Es scheint, dass effektive Beschleunigung Kosmischer Strahlung in Systemen mit mehr oder weniger schnellen Materieausflüssen vorkommt, in denen ein Teil der kinetischen Energie der Fließbewegung auf die Kosmische Strahlung übertragen wird. Eine dieser Szenarien sind schalenförmige Supernovaüberreste (engl.: Supernova Remnants (SNR)), in denen das Auftreffen der Materie eines explodierenden Sterns auf das umgebende Gas eine Schockfront produzieren kann. Die Abbildung zeigt eine optische Aufnahme des Krebsnebels, der das Produkt einer Supernovaexplosion im Jahr 1054 n.Chr. ist.
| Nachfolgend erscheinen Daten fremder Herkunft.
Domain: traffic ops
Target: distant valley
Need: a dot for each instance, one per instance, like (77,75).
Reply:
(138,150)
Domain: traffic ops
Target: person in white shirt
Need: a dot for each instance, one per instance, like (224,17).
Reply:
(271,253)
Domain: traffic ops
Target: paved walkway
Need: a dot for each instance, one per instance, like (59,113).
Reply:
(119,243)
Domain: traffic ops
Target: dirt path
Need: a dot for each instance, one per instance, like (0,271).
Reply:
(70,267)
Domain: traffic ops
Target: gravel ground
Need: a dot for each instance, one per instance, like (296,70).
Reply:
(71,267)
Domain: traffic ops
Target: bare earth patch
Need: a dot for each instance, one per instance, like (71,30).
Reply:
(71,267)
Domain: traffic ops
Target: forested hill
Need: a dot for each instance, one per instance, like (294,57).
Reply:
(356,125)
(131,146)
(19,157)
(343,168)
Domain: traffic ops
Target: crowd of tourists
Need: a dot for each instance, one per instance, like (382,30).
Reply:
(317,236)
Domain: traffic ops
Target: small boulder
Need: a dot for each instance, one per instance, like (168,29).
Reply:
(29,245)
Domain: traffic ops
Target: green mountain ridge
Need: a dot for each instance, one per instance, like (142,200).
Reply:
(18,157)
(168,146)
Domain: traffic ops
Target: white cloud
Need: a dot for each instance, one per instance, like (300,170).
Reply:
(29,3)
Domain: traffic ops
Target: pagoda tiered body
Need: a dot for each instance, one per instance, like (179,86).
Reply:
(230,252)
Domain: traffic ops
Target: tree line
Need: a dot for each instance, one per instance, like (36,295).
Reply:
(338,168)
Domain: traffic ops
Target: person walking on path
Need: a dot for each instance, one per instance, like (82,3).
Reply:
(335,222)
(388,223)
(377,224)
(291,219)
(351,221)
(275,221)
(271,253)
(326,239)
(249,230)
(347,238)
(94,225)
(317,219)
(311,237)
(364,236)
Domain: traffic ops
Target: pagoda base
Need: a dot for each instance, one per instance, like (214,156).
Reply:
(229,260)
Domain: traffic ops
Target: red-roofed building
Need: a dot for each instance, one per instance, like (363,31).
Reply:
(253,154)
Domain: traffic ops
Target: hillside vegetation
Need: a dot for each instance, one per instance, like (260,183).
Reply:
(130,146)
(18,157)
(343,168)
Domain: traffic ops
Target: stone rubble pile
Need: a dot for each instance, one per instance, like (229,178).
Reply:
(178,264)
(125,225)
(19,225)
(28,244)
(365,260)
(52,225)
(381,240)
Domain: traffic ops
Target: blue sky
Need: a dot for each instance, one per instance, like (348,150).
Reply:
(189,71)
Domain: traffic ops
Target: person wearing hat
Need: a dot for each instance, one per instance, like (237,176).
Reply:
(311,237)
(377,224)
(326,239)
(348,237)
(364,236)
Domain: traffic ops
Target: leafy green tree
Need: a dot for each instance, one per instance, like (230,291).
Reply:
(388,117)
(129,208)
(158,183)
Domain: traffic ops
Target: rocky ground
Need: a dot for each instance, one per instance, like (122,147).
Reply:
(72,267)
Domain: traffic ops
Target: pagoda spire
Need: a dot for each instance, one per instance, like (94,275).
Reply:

Aufgrund der Ausflussenergie dieser Objekte und der Supernovarate wird seit langem angenommen, dass Supernovaüberreste Produktionsstätten der galaktischen Kosmischen Strahlung, einem Teil der gesamten Kosmischen Strahlung, ist. Die Frage nach der Beschleunigung Kosmischer Strahlung in Supernovaüberresten ist eng gekoppelt mit der nach der Erzeugung, Wechselwirkung und Dämpfung turbulenter Magnetfelder in nicht-Gleichgewichts-Plasmen. Die physikalischen Vorgänge in gekoppelten Systemen von Turbulenz, energetischen Teilchen und kollidierenden Plasmaströmen können am besten in jungen Supernovaüberresten studiert werden, da die Bebachtung sowohl von Röntgen-, als auch von hochenergetischer γ-Strahlung sehr effektive Teilchenbeschleunigung sowie die Existenz sehr starker, turbulenter Magnetfelder nahelegt.

In der Arbeitsgruppe betreiben wir sehr intensive numerische Simulationen, in denen wir den durch elektrische und magnetische Felder bestimmten Trajektorien einzelner Teilchen folgen. Direkt vor den Schockfronten von Supernovaüberresten erwartet man die instabile Situation der Driftbewegung Kosmischer Strahlung relativ zum ionisierten interstellaren Medium. Der Film links zeigt Simulationsergebnisse dieses Szenarios: Der obere Teil stellt das turbulente Magnetfeld dar, wärend der untere Teil die Dichte des interstellaren Mediums beschreibt. Anfangs ruht das interstellare Gas und die Kosmische Strahlung driftet nach links. Aufällig ist, dass nach einiger Zeit sowohl das magnetische Feld als auch das interstellare Medium ebenfalls zu driften scheinen. Am Ende existiert keine Relativbewegung zwischen der Kosmischen Strahlung und dem interstellaren Medium mehr und das Magnetfeld ist in einen stationären Zustand übergegangen. Dieser Sättigungsprozeß kann nur in kinetischen Simulationen untersucht werden, wie sie in der Arbeitsgruppe durchgeführt werden.